Prometheus

Note:
This topic has been translated from a Chinese forum by GPT and might contain errors.

Original topic: Prometheus

| username: 普罗米修斯

[TiDB Usage Environment] Production Environment
[TiDB Version] 5.2.4
[Encountered Problem: Phenomenon and Impact]
In the Dashboard, there are many alerts with alertname=“NODE_disk_write_latency_more_than_16ms” indicating disk latency warnings. These disks are mechanical disks for TiDB PD. Such alerts can be silenced and ignored, right? It’s quite annoying.

| username: MrSylar | Original post link

It is not recommended to ignore this. The PD’s disk operation is to refresh the transaction ID. If the disk operation is slow, the speed of allocating transaction IDs to compute nodes will be slow, which in turn will slow down the transaction response time. Therefore, it is recommended to use an SSD for PD.

| username: 小龙虾爱大龙虾 | Original post link

For the testing environment, you can ignore it directly. For the production environment, it is recommended to increase the configuration and follow the official recommended configuration.

| username: 普罗米修斯 | Original post link

When there are about 10 alarms, the system disk on the TiKV node and the dm-0 alarm, this is not the deployment path of the TiKV node.

| username: 像风一样的男子 | Original post link

I have ignored it. Warning-level alerts are too frequent and can be ignored.

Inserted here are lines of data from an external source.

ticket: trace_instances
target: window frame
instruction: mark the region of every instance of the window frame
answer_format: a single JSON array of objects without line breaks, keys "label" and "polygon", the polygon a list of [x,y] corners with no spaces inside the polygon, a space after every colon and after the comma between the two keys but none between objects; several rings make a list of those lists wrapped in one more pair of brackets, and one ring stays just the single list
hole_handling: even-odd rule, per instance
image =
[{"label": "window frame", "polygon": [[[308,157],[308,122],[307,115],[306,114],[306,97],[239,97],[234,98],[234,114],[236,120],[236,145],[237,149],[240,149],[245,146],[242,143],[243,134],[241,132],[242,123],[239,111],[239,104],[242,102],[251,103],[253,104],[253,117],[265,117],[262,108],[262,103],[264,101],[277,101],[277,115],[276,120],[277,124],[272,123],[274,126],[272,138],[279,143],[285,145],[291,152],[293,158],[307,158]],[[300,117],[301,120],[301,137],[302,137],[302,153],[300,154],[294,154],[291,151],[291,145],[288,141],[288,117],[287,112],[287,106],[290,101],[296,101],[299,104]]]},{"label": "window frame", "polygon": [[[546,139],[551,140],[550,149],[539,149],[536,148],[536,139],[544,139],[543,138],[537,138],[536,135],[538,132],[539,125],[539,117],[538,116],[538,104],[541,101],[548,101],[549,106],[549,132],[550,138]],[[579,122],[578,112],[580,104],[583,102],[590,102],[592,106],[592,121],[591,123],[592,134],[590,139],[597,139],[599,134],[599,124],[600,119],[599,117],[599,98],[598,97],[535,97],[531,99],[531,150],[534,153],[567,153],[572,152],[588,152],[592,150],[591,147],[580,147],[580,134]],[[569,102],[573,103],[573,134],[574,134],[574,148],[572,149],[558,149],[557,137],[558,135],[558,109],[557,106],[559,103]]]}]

| username: zhanggame1 | Original post link

Where do you enable Alertmanager settings? I haven’t figured it out.

| username: 普罗米修斯 | Original post link

| username: 普罗米修斯 | Original post link

Okay, I’ll try turning off these warnings first and see.

| username: 普罗米修斯 | Original post link

TiDB and PD are SAS. Later, I will apply to the leadership to replace the drive letter of PD.

| username: 像风一样的男子 | Original post link

http://alertmanager server IP:9093/#/alerts

| username: zhanggame1 | Original post link

Okay, thank you.

| username: dba远航 | Original post link

You can filter it out first, but if it’s in production, you need to face it seriously, indicating that IO has already encountered a bottleneck.

| username: system | Original post link

This topic was automatically closed 60 days after the last reply. New replies are no longer allowed.